Global economic champions aren’t born from reactive investment cycles fuelled by volatile energy prices. They emerge from stable, predictable environments that encourage long-term planning and innovation. At the moment, we are playing a high-stakes game of musical chairs, where businesses have to scramble for unreliable green energy to the tune of surging costs.

Constructing a common solution

The way we build shapes our present and defines our future. To deliver a competitive, low-carbon economy that fosters skilled green jobs, we need a GreenDustrial Deal to shift the way we address construction, a sector that is often seen as too fragmented to be addressed effectively. To overcome this, we need a dedicated clear and comprehensive policy framework to ensure that all efforts are aligned and coordinated. Buildings and construction need to be more prominent in the EU’s priorities and more firmly anchored in the Commission’s organizational structure.

Buildings: renovation as enabler

To deliver our energy consumption and emissions reduction targets we must increase Europe’s renovation rate, which has been stagnating around 1% for decades. For this to happen, we need to create an enabling framework, through technical and financial assistance. We need to acknowledge that the Renovation wave is a societal project with a societal Return-on-Investment and it therefore needs to be an integrated part of a Greendustrial Deal tackling building’s energy efficiency, increasing grid-flexibility, and maximising the integration of renewable energy and demand-side flexibility measures. Building renovation is a job by local industry and SMEs for local communities.

Waste as resource

Another crucial climate neutrality lever that needs urgent attention in the Greendustrial Deal is circularity. To deliver a waste-free Europe we need a circular economy, where the end of one life-cycle is the start of another. Accounting for approximately 25-30% of waste generated in the EU, the construction sector offers great opportunities for improving resource efficiency and material recycling and reuse.

Moving forward, it will be vital to disincentivise the landfilling of valuable resources and, instead, use these resources as secondary raw materials to substitute virgin non-renewable materials.

We find that today’s biggest challenge is recovering ‘post-consumer’ waste generated during renovation or demolition and deconstruction projects.
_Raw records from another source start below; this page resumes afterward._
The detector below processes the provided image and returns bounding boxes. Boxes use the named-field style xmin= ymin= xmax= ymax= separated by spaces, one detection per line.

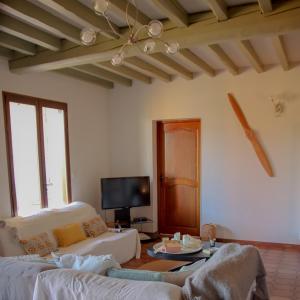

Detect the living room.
xmin=0 ymin=0 xmax=300 ymax=299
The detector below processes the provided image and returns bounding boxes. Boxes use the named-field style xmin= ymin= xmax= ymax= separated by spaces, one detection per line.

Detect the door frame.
xmin=2 ymin=91 xmax=72 ymax=217
xmin=155 ymin=118 xmax=202 ymax=236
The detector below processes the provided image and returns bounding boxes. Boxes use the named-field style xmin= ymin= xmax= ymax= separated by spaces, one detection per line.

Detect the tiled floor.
xmin=260 ymin=249 xmax=300 ymax=300
xmin=125 ymin=244 xmax=300 ymax=300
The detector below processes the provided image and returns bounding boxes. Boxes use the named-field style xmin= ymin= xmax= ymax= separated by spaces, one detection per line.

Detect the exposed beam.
xmin=73 ymin=65 xmax=132 ymax=86
xmin=152 ymin=0 xmax=188 ymax=27
xmin=37 ymin=0 xmax=119 ymax=38
xmin=0 ymin=13 xmax=61 ymax=51
xmin=0 ymin=0 xmax=81 ymax=44
xmin=238 ymin=40 xmax=264 ymax=73
xmin=272 ymin=35 xmax=290 ymax=71
xmin=205 ymin=0 xmax=228 ymax=21
xmin=10 ymin=0 xmax=300 ymax=72
xmin=258 ymin=0 xmax=272 ymax=14
xmin=109 ymin=0 xmax=151 ymax=26
xmin=0 ymin=32 xmax=36 ymax=55
xmin=0 ymin=47 xmax=14 ymax=58
xmin=150 ymin=53 xmax=194 ymax=80
xmin=97 ymin=61 xmax=152 ymax=84
xmin=125 ymin=57 xmax=172 ymax=82
xmin=179 ymin=49 xmax=216 ymax=77
xmin=54 ymin=69 xmax=114 ymax=89
xmin=208 ymin=44 xmax=239 ymax=75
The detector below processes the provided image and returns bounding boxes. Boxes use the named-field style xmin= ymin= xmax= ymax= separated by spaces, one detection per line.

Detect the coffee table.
xmin=147 ymin=242 xmax=224 ymax=262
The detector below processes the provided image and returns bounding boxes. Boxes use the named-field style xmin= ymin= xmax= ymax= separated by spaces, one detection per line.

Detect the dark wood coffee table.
xmin=147 ymin=242 xmax=224 ymax=262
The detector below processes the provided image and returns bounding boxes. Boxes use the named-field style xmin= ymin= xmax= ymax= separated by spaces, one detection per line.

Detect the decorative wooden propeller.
xmin=228 ymin=94 xmax=274 ymax=177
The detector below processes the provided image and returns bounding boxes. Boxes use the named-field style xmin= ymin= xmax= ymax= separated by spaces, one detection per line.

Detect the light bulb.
xmin=80 ymin=28 xmax=97 ymax=46
xmin=144 ymin=40 xmax=156 ymax=54
xmin=94 ymin=0 xmax=109 ymax=16
xmin=111 ymin=52 xmax=124 ymax=66
xmin=148 ymin=20 xmax=163 ymax=38
xmin=166 ymin=42 xmax=179 ymax=55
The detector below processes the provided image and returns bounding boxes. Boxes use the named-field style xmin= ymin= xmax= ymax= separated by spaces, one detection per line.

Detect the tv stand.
xmin=115 ymin=207 xmax=131 ymax=228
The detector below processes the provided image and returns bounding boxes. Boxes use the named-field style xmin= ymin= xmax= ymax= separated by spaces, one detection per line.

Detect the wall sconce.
xmin=271 ymin=97 xmax=285 ymax=117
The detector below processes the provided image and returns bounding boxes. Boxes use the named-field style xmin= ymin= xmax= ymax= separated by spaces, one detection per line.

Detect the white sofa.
xmin=0 ymin=202 xmax=141 ymax=264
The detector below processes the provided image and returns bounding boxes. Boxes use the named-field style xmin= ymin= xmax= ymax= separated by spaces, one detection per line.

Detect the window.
xmin=3 ymin=92 xmax=71 ymax=216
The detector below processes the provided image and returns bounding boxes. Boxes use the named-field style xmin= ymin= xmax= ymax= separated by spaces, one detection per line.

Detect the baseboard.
xmin=217 ymin=238 xmax=300 ymax=251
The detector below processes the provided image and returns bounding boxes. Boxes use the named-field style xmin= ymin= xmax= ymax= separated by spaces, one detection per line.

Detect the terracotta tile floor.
xmin=124 ymin=244 xmax=300 ymax=300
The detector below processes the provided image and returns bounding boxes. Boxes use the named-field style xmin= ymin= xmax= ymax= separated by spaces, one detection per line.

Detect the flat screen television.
xmin=101 ymin=176 xmax=150 ymax=209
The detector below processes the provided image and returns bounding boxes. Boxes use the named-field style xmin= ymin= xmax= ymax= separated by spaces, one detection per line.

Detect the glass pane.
xmin=9 ymin=102 xmax=41 ymax=216
xmin=43 ymin=107 xmax=68 ymax=208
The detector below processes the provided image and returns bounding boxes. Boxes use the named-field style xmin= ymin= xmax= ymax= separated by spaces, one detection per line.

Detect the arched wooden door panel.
xmin=157 ymin=120 xmax=200 ymax=235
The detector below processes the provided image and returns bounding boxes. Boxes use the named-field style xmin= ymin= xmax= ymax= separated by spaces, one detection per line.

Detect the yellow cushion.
xmin=53 ymin=223 xmax=86 ymax=247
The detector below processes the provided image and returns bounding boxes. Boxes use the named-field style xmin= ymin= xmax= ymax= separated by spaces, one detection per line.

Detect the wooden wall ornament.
xmin=227 ymin=93 xmax=274 ymax=177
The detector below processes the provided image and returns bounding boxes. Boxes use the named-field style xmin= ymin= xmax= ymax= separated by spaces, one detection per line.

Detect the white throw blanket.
xmin=33 ymin=269 xmax=182 ymax=300
xmin=55 ymin=254 xmax=121 ymax=275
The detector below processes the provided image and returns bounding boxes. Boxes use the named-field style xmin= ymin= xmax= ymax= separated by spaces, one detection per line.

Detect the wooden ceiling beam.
xmin=0 ymin=13 xmax=61 ymax=51
xmin=0 ymin=32 xmax=36 ymax=55
xmin=258 ymin=0 xmax=273 ymax=14
xmin=150 ymin=53 xmax=194 ymax=80
xmin=208 ymin=44 xmax=239 ymax=75
xmin=97 ymin=61 xmax=152 ymax=84
xmin=0 ymin=0 xmax=81 ymax=45
xmin=125 ymin=57 xmax=172 ymax=82
xmin=0 ymin=47 xmax=14 ymax=58
xmin=152 ymin=0 xmax=188 ymax=27
xmin=272 ymin=35 xmax=290 ymax=71
xmin=206 ymin=0 xmax=228 ymax=21
xmin=109 ymin=0 xmax=151 ymax=26
xmin=54 ymin=68 xmax=114 ymax=89
xmin=238 ymin=40 xmax=264 ymax=73
xmin=73 ymin=65 xmax=132 ymax=86
xmin=8 ymin=0 xmax=300 ymax=72
xmin=37 ymin=0 xmax=119 ymax=38
xmin=179 ymin=49 xmax=216 ymax=77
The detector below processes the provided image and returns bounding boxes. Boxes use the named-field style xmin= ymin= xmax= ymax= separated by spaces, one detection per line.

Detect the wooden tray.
xmin=153 ymin=242 xmax=203 ymax=254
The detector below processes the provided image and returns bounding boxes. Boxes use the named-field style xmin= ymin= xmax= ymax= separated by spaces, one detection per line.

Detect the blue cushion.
xmin=106 ymin=268 xmax=162 ymax=281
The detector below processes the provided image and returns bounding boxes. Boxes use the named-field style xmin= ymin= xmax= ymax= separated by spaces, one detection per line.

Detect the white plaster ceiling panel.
xmin=191 ymin=46 xmax=224 ymax=70
xmin=27 ymin=0 xmax=84 ymax=29
xmin=225 ymin=0 xmax=257 ymax=6
xmin=139 ymin=55 xmax=192 ymax=75
xmin=178 ymin=0 xmax=210 ymax=14
xmin=250 ymin=37 xmax=279 ymax=65
xmin=219 ymin=41 xmax=250 ymax=67
xmin=283 ymin=31 xmax=300 ymax=62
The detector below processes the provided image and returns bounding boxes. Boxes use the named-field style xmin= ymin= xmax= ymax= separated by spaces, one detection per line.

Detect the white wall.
xmin=109 ymin=68 xmax=300 ymax=244
xmin=0 ymin=59 xmax=110 ymax=218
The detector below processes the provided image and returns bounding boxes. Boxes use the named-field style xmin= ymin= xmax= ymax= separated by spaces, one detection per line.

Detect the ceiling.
xmin=0 ymin=0 xmax=300 ymax=89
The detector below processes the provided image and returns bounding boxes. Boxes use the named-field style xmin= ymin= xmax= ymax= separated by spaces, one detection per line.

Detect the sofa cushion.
xmin=59 ymin=229 xmax=141 ymax=264
xmin=82 ymin=216 xmax=107 ymax=237
xmin=53 ymin=223 xmax=86 ymax=247
xmin=19 ymin=232 xmax=57 ymax=256
xmin=0 ymin=202 xmax=97 ymax=256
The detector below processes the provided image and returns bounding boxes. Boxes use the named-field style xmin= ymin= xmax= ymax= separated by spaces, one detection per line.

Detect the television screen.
xmin=101 ymin=176 xmax=150 ymax=209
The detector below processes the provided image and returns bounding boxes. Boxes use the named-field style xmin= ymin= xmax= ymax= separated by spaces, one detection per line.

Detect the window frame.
xmin=2 ymin=91 xmax=72 ymax=217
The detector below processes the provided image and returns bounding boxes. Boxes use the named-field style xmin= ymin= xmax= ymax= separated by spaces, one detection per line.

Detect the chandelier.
xmin=80 ymin=0 xmax=179 ymax=66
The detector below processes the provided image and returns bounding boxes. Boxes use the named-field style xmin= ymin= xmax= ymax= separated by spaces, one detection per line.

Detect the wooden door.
xmin=157 ymin=120 xmax=200 ymax=236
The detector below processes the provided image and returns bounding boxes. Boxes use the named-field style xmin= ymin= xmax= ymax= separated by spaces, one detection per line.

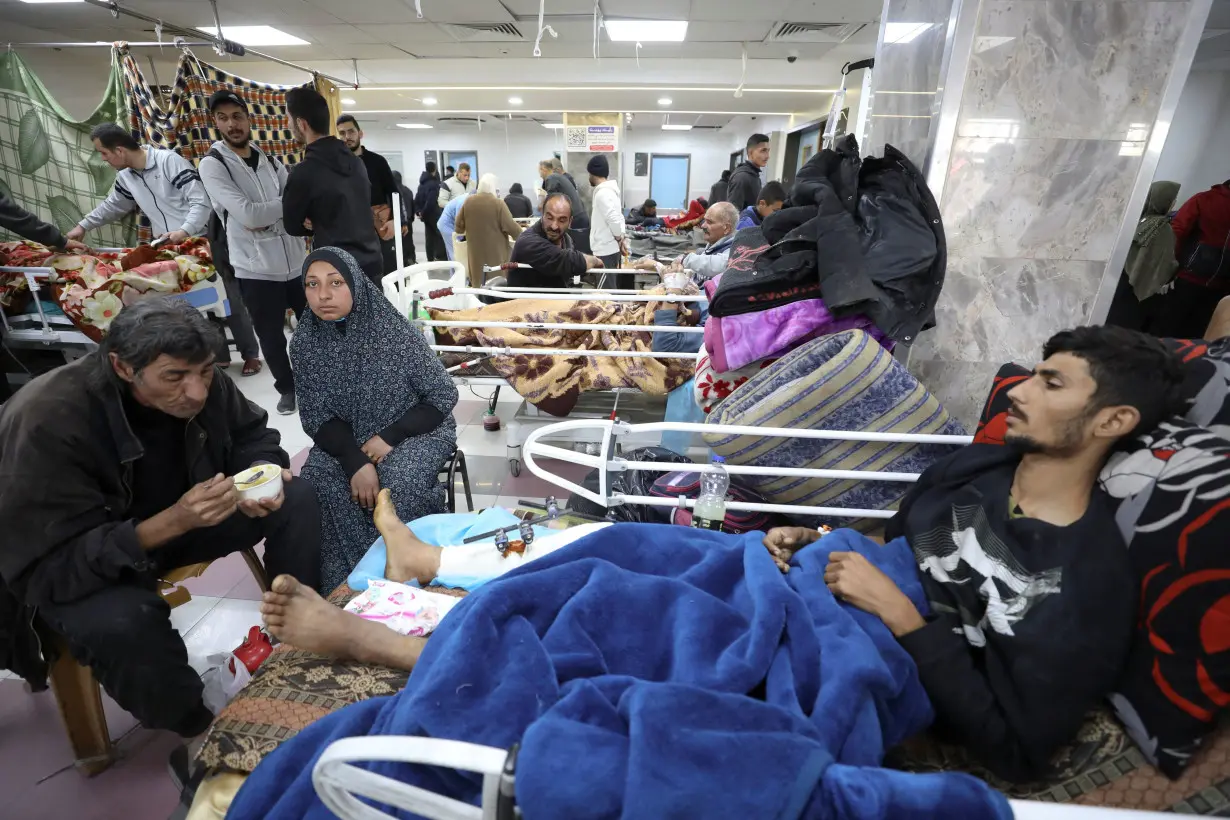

We need the EU to establish an enabling regulatory framework that stimulates the recycling of recyclable materials and facilitates value-chain cooperation.

We need materials like our mineral wool insulation, which is 100% recyclable, to be actually recycled.

The Greendustrial Deal is a Level Playing Field

Finally, to deliver a competitive business environment for all European industries, it is essential we maintain a level-playing field in which all products and materials are judged based on their performance throughout their entire lifecycle, rather than perception. Only by letting a product’s performance speak for itself can we ensure fair competition and innovation.

The EU should recognise the importance of low-maintenance, long-life materials for European climate ambitions. This means establishing sound, harmonised methodologies to ensure that distinctions between construction products remain science-based, promoting material neutrality based on a level playing field.

The Green Deal has shown its potential, but to truly thrive, it must evolve into a GreenDustrial Deal, a pact that integrates climate action with industrial strength, and social resilience, leaving nobody behind.